For those of us wanting to improve our health, the idea of a ‘superfood’ as a one-stop shop for nutrition can be pretty appealing. But are ‘superfoods’ really the miracle-workers some claim them to be? Salmon, broccoli and blueberries are just some of the foods that have been given the ‘superfood’ label. And while we know that these are all healthy, the term ‘super’ suggests they have special benefits beyond simply being good for us. But do superfoods really exist?

What is a ‘superfood’?

Generally, a food is promoted to superfood status if it contains a high level of nutritional value. This might mean they contain a variety of nutrients, such as healthy fats, fibre and phytochemicals – chemicals in plants which are responsible for vivid colours and smells, which have been associated with a reduced risk of cardiovascular and other diseases. Many superfoods are said to contain antioxidants, which are compounds that can fight off harmful free radicals – molecules that can damage the body’s cells.

While consuming foods that are packed with nutrients is a good idea, there is no scientifically based or regulated definition for superfoods.

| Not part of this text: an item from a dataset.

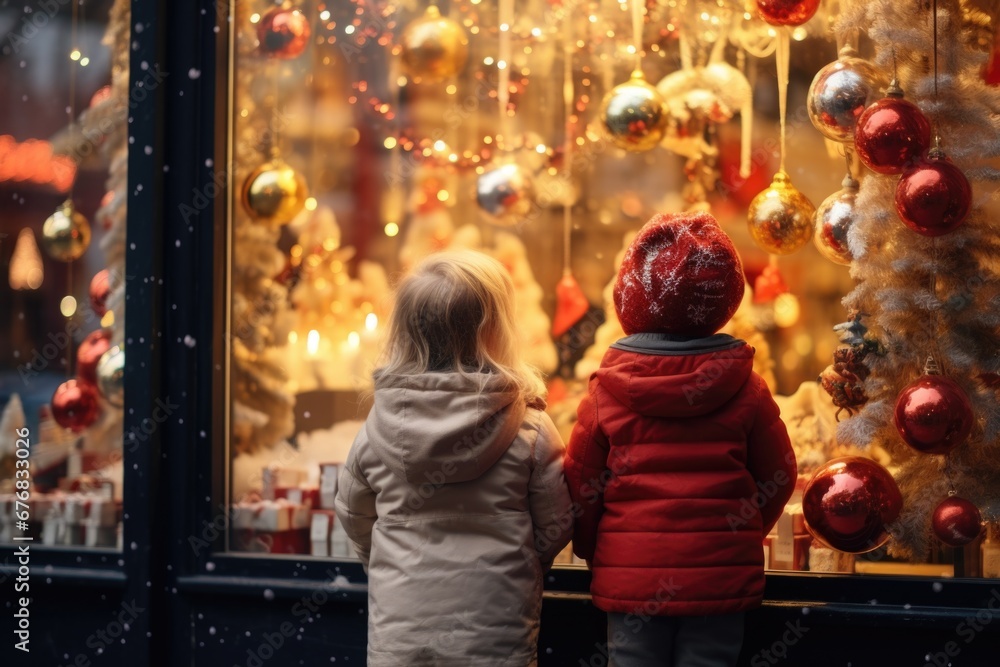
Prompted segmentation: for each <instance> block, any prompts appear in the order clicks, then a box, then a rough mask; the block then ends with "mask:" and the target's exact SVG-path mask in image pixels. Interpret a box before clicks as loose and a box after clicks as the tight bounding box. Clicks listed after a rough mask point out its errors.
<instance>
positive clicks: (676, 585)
mask: <svg viewBox="0 0 1000 667" xmlns="http://www.w3.org/2000/svg"><path fill="white" fill-rule="evenodd" d="M753 354H754V350H753V348H752V347H750V346H749V345H747V344H746V343H744V342H743V341H741V340H737V339H735V338H732V337H731V336H726V335H723V334H716V335H715V336H711V337H709V338H705V339H701V340H694V341H678V340H676V339H672V338H671V337H670V336H666V335H663V334H635V335H632V336H629V337H627V338H623V339H622V340H620V341H618V342H617V343H615V345H613V346H612V348H611V349H610V350H608V352H607V354H606V355H605V356H604V360H603V361H602V362H601V367H600V369H598V370H597V372H596V373H594V375H593V376H592V377H591V379H590V390H589V393H588V395H587V397H586V398H585V399H584V400H583V402H582V403H581V404H580V408H579V412H578V416H579V421H578V422H577V424H576V426H575V427H574V430H573V435H572V438H571V440H570V444H569V448H568V450H567V453H566V466H565V467H566V478H567V479H568V481H569V485H570V494H571V495H572V497H573V501H574V505H573V510H574V513H575V516H576V525H575V526H574V536H573V548H574V551H575V552H576V554H577V555H578V556H579V557H581V558H584V559H586V560H587V562H588V563H589V564H590V565H591V568H592V570H593V583H592V585H591V592H592V594H593V599H594V604H595V605H596V606H597V607H599V608H600V609H603V610H605V611H615V612H623V613H627V612H635V613H643V614H648V615H661V616H662V615H685V616H700V615H706V614H728V613H735V612H739V611H744V610H746V609H752V608H754V607H756V606H759V605H760V603H761V599H762V596H763V591H764V568H763V550H762V548H761V540H762V538H763V537H764V536H765V535H766V534H767V533H768V531H769V530H770V529H771V528H772V527H773V526H774V524H775V523H776V522H777V520H778V517H779V516H780V515H781V510H782V508H783V507H784V505H785V503H786V502H788V499H789V497H791V494H792V491H793V489H794V486H795V473H796V467H795V454H794V453H793V452H792V448H791V445H790V443H789V440H788V433H787V431H786V430H785V425H784V424H783V423H782V422H781V420H780V419H779V417H778V407H777V405H775V403H774V399H772V398H771V394H770V392H769V391H768V389H767V386H766V385H765V384H764V381H763V380H762V379H761V377H760V376H759V375H757V374H756V373H754V372H753Z"/></svg>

In 2007, the EU banned the use of the word superfood to sell products without credible scientific evidence. The NHS also highlights that claims of certain foods being ‘super’ are almost always overstated in the media – and are often inaccurate. Critics also warn that the description encourages us to fixate on a single food rather than eat a balanced diet.

The term superfood seems to be a marketing term rather than one based on or recognised by science. There are undoubtedly some foods that contain particular ingredients that are very beneficial for health. But we still need to eat a wide range of foods in order to get all the nutrients we need – it is not appropriate to rely on a small number of superfoods.

It is true to say that some foods are better for us than others and some are more densely packed with nutrients than others. Blueberries and açai are examples of two foods that are often labelled as superfoods. Açai is a berry from the Himalayas said to be packed with antioxidants.

However, there are many other foods that are considerably cheaper and more widely available that are also packed with antioxidants, such as other berries, or vegetables such as carrots or sweet potatoes.

There’s no denying that eating more fruit and vegetables is good for us. But research has suggested that the benefits of antioxidant-rich foods may be overstated. This is because the amount of antioxidants in a food source does not necessarily reflect their potential health benefit, as it depends on how these are absorbed and used in the body.

What should we be eating?

It is important to eat a range of foods such as fruit and vegetables, whole grains and lean protein to gain a wide range of nutrients. Most berries are rich in antioxidants, vitamins, minerals and fibre all packed into a small serving. Eggs are another example – ‘packaged’ into a single serving which is easy to eat hot or cold, and contain a wide range of vitamins and minerals including iron, B vitamins, choline, phosphorous and also lutein which is important for eye health. Nuts and seeds are an excellent source of fibre, ‘healthy fats’, vitamins, minerals and antioxidants. Interestingly, although they are energy-dense, they have actually been shown to be beneficial in some weight loss studies. Less healthy foods include those that are highly processed and/or high in fat and sugar. These should form only a very small and occasional part of our diet. Dieticians often tell patients to “eat a rainbow” – to try to include as many different coloured fruit and vegetables as possible.